Calculating Terminal Velocity with Air Resistance: A Case Study in Free Fall

[eehiram]

My textbook source is:
Fundamentals of Physics, 6th edition, by Halliday, Resnick, Walker

According to Newton's well known 2nd Law of Motion:
F_net = ma

In chapter 2, in the case of free fall, the F_grav = mg,
where g = -9.8 m/s², assuming that movement along the axis of y is positive going upward from the Earth's surface.

However, in order to make a slighter more elaborate calculation, let us attempt include to incorporate air resistance, as in chapter 6:

If we have the following values to insert into the Drag equation:

Mass density of air = ρ = 1.29 kg / m³

Object speed in m/s = v

Drag coefficient = C_drag = needs to be looked up or calculated

Effective Cross-sectional Area in m² = A



The drag equation in chapter 6, section 3 appears to be:

F_drag = (1/2) ρv²C_dragA


As air resistance increases with v², the F_drag reaches a value equal in magnitude and opposite in direction to F_grav.

Then terminal velocity might be attained, and the object's free fall may cease to accelerate.

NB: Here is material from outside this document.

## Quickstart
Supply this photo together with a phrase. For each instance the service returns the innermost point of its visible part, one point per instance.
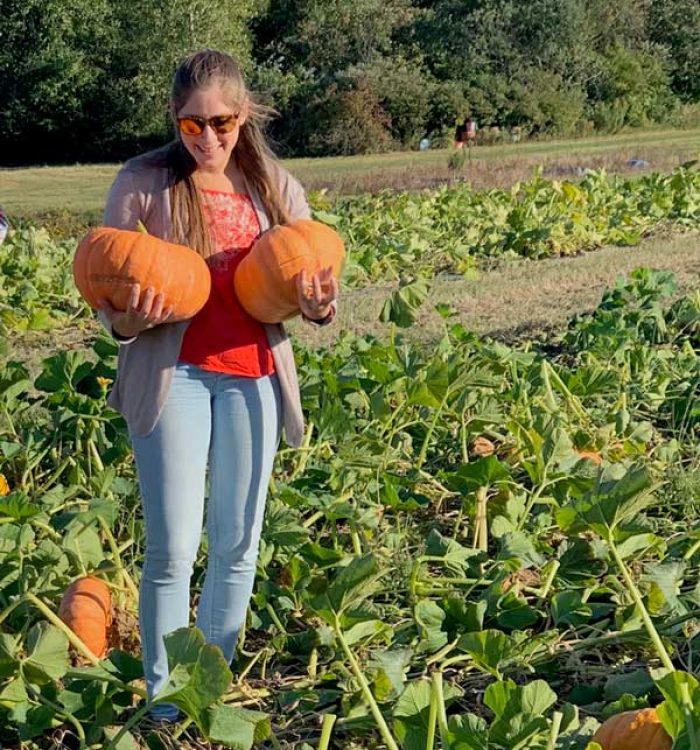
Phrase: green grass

Terminal velocity v_terminal can be solved for by calculating the case of F_net = 0 = F_drag + F_grav

F_drag = -F_grav
(1/2) ρv²C_dragA = -mg
etcetera...

Is this correct? This is not a homework assignment question.

 

[jtbell]

Notice that if you try to solve your last equation for v, you'll end up taking the square root of a negative number. You can get rid of that pesky minus sign by going back to your net force equation and recognizing that it's a vector equation:

$$\vec F_{net} = 0 \\
\vec F_{drag} + \vec F_{grav} = 0 \\
\vec F_{drag} = - \vec F_{grav}$$

The last equation says that the two forces are opposite in direction (minus sign) and equal in magnitude:

$$F_{drag} = F_{grav}$$

This equation is for the magnitudes, so we drop the minus sign.

 

[eehiram]

Yes, you are right. I should have used vectors in my initial post. Thank you for correcting my mistake.